Look at Jeremy Corbyn. The Labour leader hasn’t got this big in his trousers about a front page news story, I imagine, since Margaret Thatcher died.
At last, Corbyn has found a foreign policy mission worth really fighting for. No, not the nuclear deterrent – which he wants to scrap. Not ISIS, whose terrorists he thinks shouldn’t be shot under any circumstances on British streets and who at least one of his party comrades thinks should best be won over by friendly cups of tea.
No, instead Corbyn has seized this opportunity to declare war on the British Virgin Islands and any other British overseas territories and crown dependencies which earn their bulk of their living as tax havens.
Yeah! That’ll show them! That’s what Britain really needs in a prospective leader: someone who’s not afraid peevishly to ruin the livelihoods of people in far off places while making not a smidgen of a difference to the lives of anyone in Britain.

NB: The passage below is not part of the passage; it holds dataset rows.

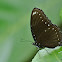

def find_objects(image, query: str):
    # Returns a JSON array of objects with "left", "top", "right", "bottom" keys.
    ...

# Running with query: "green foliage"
[
  {"left": 60, "top": 8, "right": 62, "bottom": 21},
  {"left": 32, "top": 47, "right": 62, "bottom": 62},
  {"left": 0, "top": 0, "right": 62, "bottom": 62}
]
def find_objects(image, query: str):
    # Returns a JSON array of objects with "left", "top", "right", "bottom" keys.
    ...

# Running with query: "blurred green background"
[{"left": 0, "top": 0, "right": 62, "bottom": 62}]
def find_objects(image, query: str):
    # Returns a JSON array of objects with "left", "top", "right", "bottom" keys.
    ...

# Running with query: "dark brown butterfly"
[{"left": 30, "top": 8, "right": 62, "bottom": 48}]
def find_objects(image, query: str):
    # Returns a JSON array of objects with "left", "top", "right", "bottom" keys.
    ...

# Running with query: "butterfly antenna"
[{"left": 20, "top": 38, "right": 33, "bottom": 44}]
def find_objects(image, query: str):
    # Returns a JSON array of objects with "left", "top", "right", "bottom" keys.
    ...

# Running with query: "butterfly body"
[{"left": 30, "top": 8, "right": 62, "bottom": 48}]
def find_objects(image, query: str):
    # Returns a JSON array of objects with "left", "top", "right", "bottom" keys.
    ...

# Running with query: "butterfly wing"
[{"left": 31, "top": 8, "right": 62, "bottom": 48}]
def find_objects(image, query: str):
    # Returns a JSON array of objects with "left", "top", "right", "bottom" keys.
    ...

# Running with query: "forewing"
[{"left": 31, "top": 8, "right": 62, "bottom": 48}]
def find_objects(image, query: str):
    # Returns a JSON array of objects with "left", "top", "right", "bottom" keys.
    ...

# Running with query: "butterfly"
[{"left": 30, "top": 8, "right": 62, "bottom": 48}]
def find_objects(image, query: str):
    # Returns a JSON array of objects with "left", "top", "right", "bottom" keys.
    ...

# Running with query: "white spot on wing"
[
  {"left": 58, "top": 38, "right": 59, "bottom": 40},
  {"left": 37, "top": 12, "right": 38, "bottom": 14},
  {"left": 48, "top": 28, "right": 50, "bottom": 29},
  {"left": 36, "top": 43, "right": 37, "bottom": 45},
  {"left": 55, "top": 30, "right": 56, "bottom": 31},
  {"left": 35, "top": 37, "right": 36, "bottom": 40},
  {"left": 48, "top": 24, "right": 50, "bottom": 26},
  {"left": 39, "top": 14, "right": 40, "bottom": 15},
  {"left": 58, "top": 42, "right": 60, "bottom": 44},
  {"left": 45, "top": 22, "right": 47, "bottom": 24},
  {"left": 39, "top": 43, "right": 40, "bottom": 45},
  {"left": 57, "top": 35, "right": 58, "bottom": 37},
  {"left": 33, "top": 35, "right": 35, "bottom": 36},
  {"left": 56, "top": 32, "right": 57, "bottom": 34},
  {"left": 40, "top": 17, "right": 42, "bottom": 18},
  {"left": 52, "top": 28, "right": 54, "bottom": 30},
  {"left": 33, "top": 11, "right": 36, "bottom": 15},
  {"left": 45, "top": 30, "right": 47, "bottom": 32},
  {"left": 42, "top": 20, "right": 43, "bottom": 21}
]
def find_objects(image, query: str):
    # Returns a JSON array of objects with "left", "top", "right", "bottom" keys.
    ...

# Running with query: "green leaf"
[{"left": 32, "top": 46, "right": 62, "bottom": 62}]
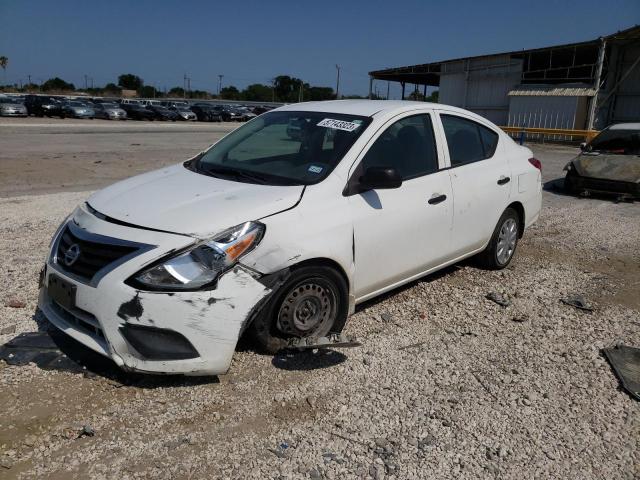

And instead of calling this bearded Trotskyite Islamist-suck-up on his pettifogging vindictiveness, Prime Minister David Cameron and Chancellor George Osborne are busy meekly agreeing with the tenor of his argument: that international tax avoidance really is the most terrible thing and that more needs to be done to stamp it out.
Well they’ve got no choice, have they? Both are very rich men who’ve spent their entire political careers assiduously pretending not to be rich in order not to stoke the resentment of the proles.
Both, it appears, may have family connections to tax shelters similar to the ones they’re now being asked to condemn in parliament. I don’t expect there’s any major scandal to come out here but for me that’s not the thing we should be scandalised by here, anyway.
Here’s the thing that should most disgust us about this overblown story: it is just another power grab by the global governing elite.
Yeah, sure it’s disgusting that kleptocrat dictators and other low lives are leeching their people’s resources and stashing their cash in secret vaults, and if we help their people get the money back and then send the dictators back home to be lynched, then sure, that would be poetic.
But this stuff is a distraction. A side show. It’s going to do nothing to make our own lives better or solve the world’s most serious problems.
And the world’s most serious problem – one of the the most serious, at any rate – is this: governments are trying each year to take more and more of our money and spend it either on ever more pointless crap – like David Cameron’s ring-fenced foreign aid budget – or on expanding the role of government generally.
Not even Ronald Reagan could stop this government expansion. When sovereign nations like the US try it on, it’s dangerous enough. But when the leaders of all the world’s countries start making noises about ensuring that no one, ever again, can hide their money from the grasping claws of the state, well that’s when you really need to start worrying because it brings the One World Government so dearly beloved by the Communitarian left one step closer.
There’s a basic truth about tax which our global elite seems determined to ignore. If you keep it low enough and fair enough, nobody tries to avoid it.
How many magnates from Hong Kong are on the Panama naughty list? None, I’d guess. When the tax rate is as low as 10 per cent, it’s just not worth the hassle of not paying it.